Two major pharmacy chains have agreed to translate prescription drug instructions into customers’ primary languages in more than 2,000 stores across New York.
In agreements with the state attorney general, CVS and Rite Aid, which also owns Eckerd and Genovese pharmacies, agreed to counsel and provide written translations in Spanish, Chinese, Italian, Russian, French and Polish — languages spoken by more than 1 percent of New York’s population.
CVS since 2005 has provided telephone interpretation for more than 150 languages to assist pharmacists and prescription instructions chain-wide in Spanish since 2004, spokesman Michael DeAngelis said. They plan to make additional languages available for printed information, with a March 31, 2010, deadline under the New York agreement.
Rite Aid spokeswoman Cheryl Slavinsky said the chain, with pharmacies in 31 states and the District of Columbia, was already working on its written and spoken language capability and has bilingual staff in many locations.

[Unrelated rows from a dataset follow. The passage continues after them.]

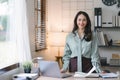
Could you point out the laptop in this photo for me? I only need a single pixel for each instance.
(51, 69)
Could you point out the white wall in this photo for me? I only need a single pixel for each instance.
(60, 17)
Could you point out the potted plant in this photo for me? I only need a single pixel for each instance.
(27, 66)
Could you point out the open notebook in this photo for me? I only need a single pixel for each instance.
(51, 69)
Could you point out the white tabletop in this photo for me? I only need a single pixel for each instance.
(72, 78)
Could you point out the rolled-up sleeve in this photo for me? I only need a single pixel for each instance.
(67, 54)
(95, 54)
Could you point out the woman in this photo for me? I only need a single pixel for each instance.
(81, 44)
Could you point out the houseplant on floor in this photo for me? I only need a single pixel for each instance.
(27, 66)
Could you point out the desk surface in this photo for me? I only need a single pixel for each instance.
(72, 78)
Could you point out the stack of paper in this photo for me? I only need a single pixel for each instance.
(109, 75)
(89, 74)
(24, 76)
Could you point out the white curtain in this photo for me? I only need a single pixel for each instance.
(19, 29)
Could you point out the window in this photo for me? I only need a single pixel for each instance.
(8, 49)
(40, 24)
(14, 39)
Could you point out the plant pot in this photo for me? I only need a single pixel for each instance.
(27, 70)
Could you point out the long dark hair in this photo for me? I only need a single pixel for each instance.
(87, 31)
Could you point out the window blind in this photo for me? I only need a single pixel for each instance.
(40, 26)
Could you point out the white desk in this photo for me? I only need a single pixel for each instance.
(72, 78)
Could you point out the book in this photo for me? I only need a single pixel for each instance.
(25, 76)
(108, 75)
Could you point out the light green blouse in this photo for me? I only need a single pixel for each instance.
(76, 46)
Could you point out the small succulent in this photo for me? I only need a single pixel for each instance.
(27, 66)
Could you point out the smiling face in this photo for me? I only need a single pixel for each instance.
(81, 21)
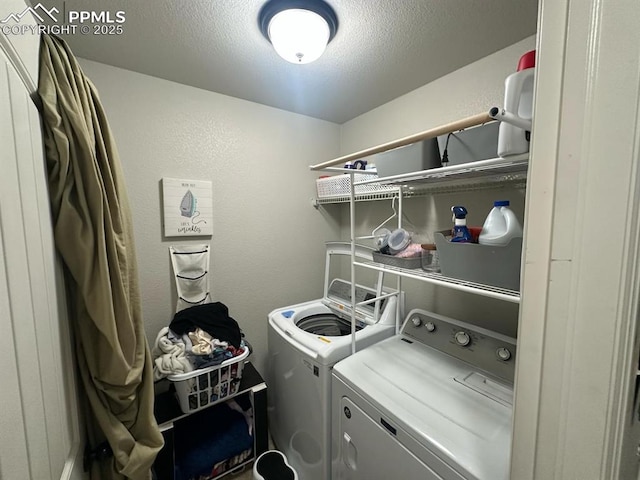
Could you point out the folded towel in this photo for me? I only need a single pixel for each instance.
(169, 355)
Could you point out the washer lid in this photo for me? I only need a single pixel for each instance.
(415, 385)
(326, 324)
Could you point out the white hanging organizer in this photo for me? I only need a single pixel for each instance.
(191, 270)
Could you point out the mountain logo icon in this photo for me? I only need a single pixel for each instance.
(39, 12)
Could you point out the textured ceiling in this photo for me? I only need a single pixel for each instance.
(383, 48)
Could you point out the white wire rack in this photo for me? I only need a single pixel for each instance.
(481, 175)
(506, 295)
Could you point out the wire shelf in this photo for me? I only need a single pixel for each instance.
(481, 175)
(511, 296)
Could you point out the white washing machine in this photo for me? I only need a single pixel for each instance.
(305, 342)
(433, 402)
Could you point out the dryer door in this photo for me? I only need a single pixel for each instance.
(369, 449)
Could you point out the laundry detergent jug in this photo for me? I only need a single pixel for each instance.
(500, 226)
(518, 101)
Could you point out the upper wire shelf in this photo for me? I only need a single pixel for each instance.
(489, 291)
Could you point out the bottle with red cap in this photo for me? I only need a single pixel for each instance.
(518, 100)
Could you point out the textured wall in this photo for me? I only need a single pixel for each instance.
(268, 241)
(472, 89)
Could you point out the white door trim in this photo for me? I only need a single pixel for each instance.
(577, 354)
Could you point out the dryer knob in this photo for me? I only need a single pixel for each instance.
(462, 338)
(503, 354)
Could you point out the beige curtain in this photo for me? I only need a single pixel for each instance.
(93, 233)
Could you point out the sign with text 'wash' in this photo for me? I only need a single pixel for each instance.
(188, 207)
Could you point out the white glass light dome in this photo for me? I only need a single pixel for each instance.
(299, 30)
(299, 36)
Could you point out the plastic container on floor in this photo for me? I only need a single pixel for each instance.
(273, 465)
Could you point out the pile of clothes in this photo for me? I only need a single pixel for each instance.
(197, 337)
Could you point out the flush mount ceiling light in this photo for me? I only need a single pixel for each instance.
(299, 30)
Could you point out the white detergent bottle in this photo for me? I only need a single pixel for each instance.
(518, 100)
(500, 226)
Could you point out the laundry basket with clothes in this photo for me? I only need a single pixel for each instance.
(202, 353)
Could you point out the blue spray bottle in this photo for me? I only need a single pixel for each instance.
(460, 232)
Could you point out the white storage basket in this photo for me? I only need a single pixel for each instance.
(206, 386)
(340, 185)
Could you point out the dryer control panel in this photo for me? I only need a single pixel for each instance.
(484, 349)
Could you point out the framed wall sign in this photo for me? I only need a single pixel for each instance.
(188, 207)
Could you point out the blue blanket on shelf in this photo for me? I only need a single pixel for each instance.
(208, 437)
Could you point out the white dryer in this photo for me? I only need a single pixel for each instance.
(305, 342)
(433, 402)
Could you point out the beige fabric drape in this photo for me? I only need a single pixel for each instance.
(93, 233)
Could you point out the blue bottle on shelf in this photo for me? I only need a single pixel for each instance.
(461, 233)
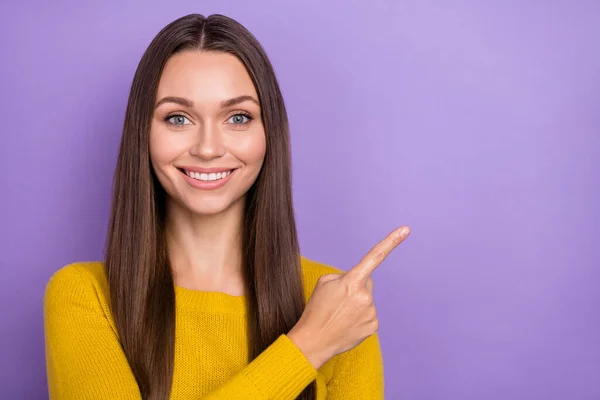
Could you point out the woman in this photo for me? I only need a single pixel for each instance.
(202, 294)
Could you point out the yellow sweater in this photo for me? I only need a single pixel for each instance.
(85, 360)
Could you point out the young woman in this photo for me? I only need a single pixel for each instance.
(203, 293)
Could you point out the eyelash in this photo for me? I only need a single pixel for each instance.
(178, 114)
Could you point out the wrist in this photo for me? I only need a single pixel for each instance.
(309, 346)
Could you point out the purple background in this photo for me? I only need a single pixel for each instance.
(477, 125)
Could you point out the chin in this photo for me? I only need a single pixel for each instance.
(209, 206)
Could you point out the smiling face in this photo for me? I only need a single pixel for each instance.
(207, 141)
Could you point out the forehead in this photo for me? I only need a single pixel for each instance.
(205, 77)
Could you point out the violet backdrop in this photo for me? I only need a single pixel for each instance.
(476, 123)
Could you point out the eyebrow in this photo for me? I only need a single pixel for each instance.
(189, 104)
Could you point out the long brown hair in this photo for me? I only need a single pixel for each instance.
(141, 286)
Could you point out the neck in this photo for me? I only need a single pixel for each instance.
(205, 250)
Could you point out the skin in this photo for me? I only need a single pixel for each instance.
(204, 226)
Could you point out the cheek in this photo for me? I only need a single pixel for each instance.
(163, 149)
(251, 151)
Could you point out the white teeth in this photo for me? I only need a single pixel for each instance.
(208, 177)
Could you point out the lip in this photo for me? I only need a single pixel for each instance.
(204, 170)
(207, 185)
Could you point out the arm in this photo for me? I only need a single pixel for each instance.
(358, 373)
(85, 360)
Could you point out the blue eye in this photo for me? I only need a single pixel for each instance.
(178, 120)
(240, 119)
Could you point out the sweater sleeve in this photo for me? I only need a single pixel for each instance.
(84, 358)
(358, 373)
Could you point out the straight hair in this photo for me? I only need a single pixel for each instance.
(142, 293)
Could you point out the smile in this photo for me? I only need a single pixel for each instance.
(207, 180)
(204, 177)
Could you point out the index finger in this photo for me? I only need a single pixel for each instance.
(377, 254)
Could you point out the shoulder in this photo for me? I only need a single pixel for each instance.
(80, 284)
(312, 271)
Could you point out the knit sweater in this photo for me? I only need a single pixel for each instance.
(85, 360)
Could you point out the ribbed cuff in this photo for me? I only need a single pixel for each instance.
(281, 371)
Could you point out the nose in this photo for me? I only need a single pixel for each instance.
(208, 142)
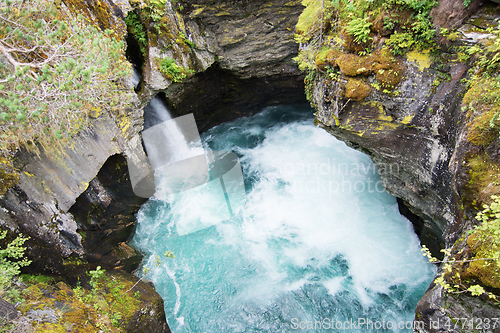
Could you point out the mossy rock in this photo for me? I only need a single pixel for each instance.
(327, 57)
(117, 304)
(482, 101)
(486, 271)
(378, 24)
(484, 175)
(356, 90)
(354, 65)
(388, 69)
(350, 45)
(480, 132)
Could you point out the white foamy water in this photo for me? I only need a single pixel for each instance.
(318, 241)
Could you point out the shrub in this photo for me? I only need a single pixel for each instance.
(55, 70)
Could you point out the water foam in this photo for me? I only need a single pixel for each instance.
(313, 241)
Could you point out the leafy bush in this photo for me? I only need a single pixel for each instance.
(55, 70)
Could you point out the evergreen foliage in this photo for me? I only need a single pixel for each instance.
(55, 69)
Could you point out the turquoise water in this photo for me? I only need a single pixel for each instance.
(318, 247)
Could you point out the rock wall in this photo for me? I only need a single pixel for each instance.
(421, 137)
(75, 202)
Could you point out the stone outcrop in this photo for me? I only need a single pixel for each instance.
(424, 138)
(76, 204)
(75, 201)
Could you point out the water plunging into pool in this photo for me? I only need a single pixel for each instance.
(317, 244)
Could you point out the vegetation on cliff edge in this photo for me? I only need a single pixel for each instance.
(56, 70)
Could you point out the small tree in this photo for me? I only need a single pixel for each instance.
(55, 70)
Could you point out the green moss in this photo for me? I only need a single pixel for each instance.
(309, 19)
(388, 70)
(9, 176)
(484, 242)
(327, 57)
(482, 101)
(172, 71)
(484, 178)
(353, 65)
(108, 307)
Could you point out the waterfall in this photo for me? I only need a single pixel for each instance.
(181, 164)
(318, 240)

“We’ve got a year and half to implement all of the things in the agreement,” Slavinsky said. “We’ve got to provide our customers with these kinds of services as our nation grows more diverse in its population.”

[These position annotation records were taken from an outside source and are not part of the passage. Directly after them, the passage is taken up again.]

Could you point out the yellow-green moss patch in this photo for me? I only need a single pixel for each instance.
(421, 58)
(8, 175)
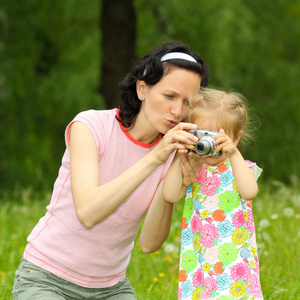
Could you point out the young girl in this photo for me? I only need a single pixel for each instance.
(218, 258)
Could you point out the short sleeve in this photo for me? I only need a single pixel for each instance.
(90, 119)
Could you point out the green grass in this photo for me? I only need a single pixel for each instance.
(154, 276)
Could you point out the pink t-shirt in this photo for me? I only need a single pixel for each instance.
(95, 257)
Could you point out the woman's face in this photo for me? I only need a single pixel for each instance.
(166, 103)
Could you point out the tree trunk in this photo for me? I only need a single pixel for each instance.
(118, 27)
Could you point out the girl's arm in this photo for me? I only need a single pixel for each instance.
(244, 175)
(93, 202)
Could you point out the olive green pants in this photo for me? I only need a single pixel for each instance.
(34, 283)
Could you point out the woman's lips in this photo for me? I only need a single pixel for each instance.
(171, 123)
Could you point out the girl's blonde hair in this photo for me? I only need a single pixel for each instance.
(230, 109)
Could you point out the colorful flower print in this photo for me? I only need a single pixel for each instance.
(223, 282)
(210, 232)
(198, 278)
(228, 253)
(250, 224)
(240, 271)
(211, 203)
(196, 242)
(210, 285)
(186, 236)
(204, 214)
(202, 175)
(182, 275)
(218, 215)
(239, 236)
(197, 205)
(188, 208)
(189, 260)
(225, 229)
(255, 288)
(186, 289)
(238, 289)
(227, 178)
(222, 168)
(210, 185)
(218, 268)
(196, 224)
(184, 223)
(200, 258)
(229, 200)
(195, 188)
(245, 253)
(238, 219)
(219, 260)
(196, 294)
(211, 255)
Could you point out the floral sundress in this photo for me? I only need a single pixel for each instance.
(218, 257)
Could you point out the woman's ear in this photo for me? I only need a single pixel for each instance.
(140, 89)
(237, 139)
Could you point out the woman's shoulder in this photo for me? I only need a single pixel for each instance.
(92, 113)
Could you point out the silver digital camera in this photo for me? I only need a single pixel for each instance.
(206, 144)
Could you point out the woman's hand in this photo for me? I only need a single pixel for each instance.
(178, 138)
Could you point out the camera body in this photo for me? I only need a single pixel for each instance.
(206, 144)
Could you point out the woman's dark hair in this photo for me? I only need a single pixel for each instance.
(150, 69)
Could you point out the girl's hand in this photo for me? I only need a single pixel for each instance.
(191, 165)
(225, 144)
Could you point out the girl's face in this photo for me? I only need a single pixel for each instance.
(166, 103)
(212, 124)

The Attorney General’s Office said it investigated complaints against New York pharmacies from the nonprofit organization Make the Road New York, and the investigation is continuing. State law requires pharmacists to provide information about prescription drugs orally and in writing and prohibits discriminating against non-English speakers, officials said.
Census data show more than 1 million New Yorkers who do not speak English well or at all, according to Attorney General Andrew Cuomo. He said misunderstanding dosages, side effects and allergic reactions can be “a matter of life and death.”